Resulta también curioso que este cuadro fuera encargado para decorar un refectorio benedictino de la ciudad, lo que nos habla del carácter abierto, casi panteísta, de la ciudad, volcadas desde hacia siglos hacia el Oriente del que había traído especias, seda, refinamiento, exotismo y un profundo cosmopolitismo.
Si observáis el cuadro encontraréis músicos (entre los que retrató a los pintores de la época), lujosos vestidos trabajados con la habitual maestría del mundo veneciano que nos hace distinguir las distintas calidades de las sedas, los armiños, los brocados...; las finas vajillas de copas de vidrio o los grandes búcaros finamente decorados...; y en el centro de la vorágine la figura de Cristo y la Virgen presidiendo el convite.
Y es que más que conciliato, el tema es pura excusa para representar la riqueza, gusto y exquisitez de las élites venecianas.
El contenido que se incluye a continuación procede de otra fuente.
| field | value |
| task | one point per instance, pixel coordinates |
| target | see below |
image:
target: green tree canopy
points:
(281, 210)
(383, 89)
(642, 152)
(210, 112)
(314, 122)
Todo el conjunto de figuras (más de un centenar) se encuentran rigurosamente controladas por una composición simétrica en donde dos elementos sirven como referencia (todavía clasicista). En la parte baja es la mesa en forma de U la que organiza las figuras y permite un primer punto de perspectiva (que podría quedar ahogada por la multitud).
Tras la transición que realiza la balaustrada clásica se abre un segundo espacio (sumamente vacío frente al agobio inferior, y que le sirve de contrapunto, de la misma manera que un siglo después hará Velázquez en sus Meninas)
En este espacio superior son las arquitecturas las que generan largas líneas de fuga que llevan al espectador hacia el radiante cielo veneciano.
Estas arquitecturas, como todas las del autor, se encuentran inspiradas (cuando no dibujadas directamente) por su amigo y asiduo colaborador, Palladio (Veronés realizará las arquitecturas fingidas de algunas de sus villas a la vez que tomaba sus edificios como fondo, pero también icono de la nueva Venecia, en sus cuadros, convirtiéndolos en un personaje más de la opulencia de la ciudad que gracias a ellos pierde su carácter gótico para asimilarse a una nueva Roma).
La paleta del pintor es sumamente amplia (como corresponde a una escuela tan colorista) aunque sentirá una fuerte atracción por los colores fríos, especialmente azules y plata que puntúan todo el cuadro (e influirán al Velázquez maduro, tras su primer viaje a Italia).
Resulta también sumamente característico del pintor su gusto por la anécdota, desde el gato que tira la jarra de vino, el que se asoma arriesgado a la cornisa, el bufón, el exótico esclavo negro...
Veronese es la pintura. Es el fondo remoto, vigoroso y dorado del que rebosan las imágenes, sin la carga de significado. Es el puro desplegarse de las figuras por las superficies, como en los tapices desarrollados.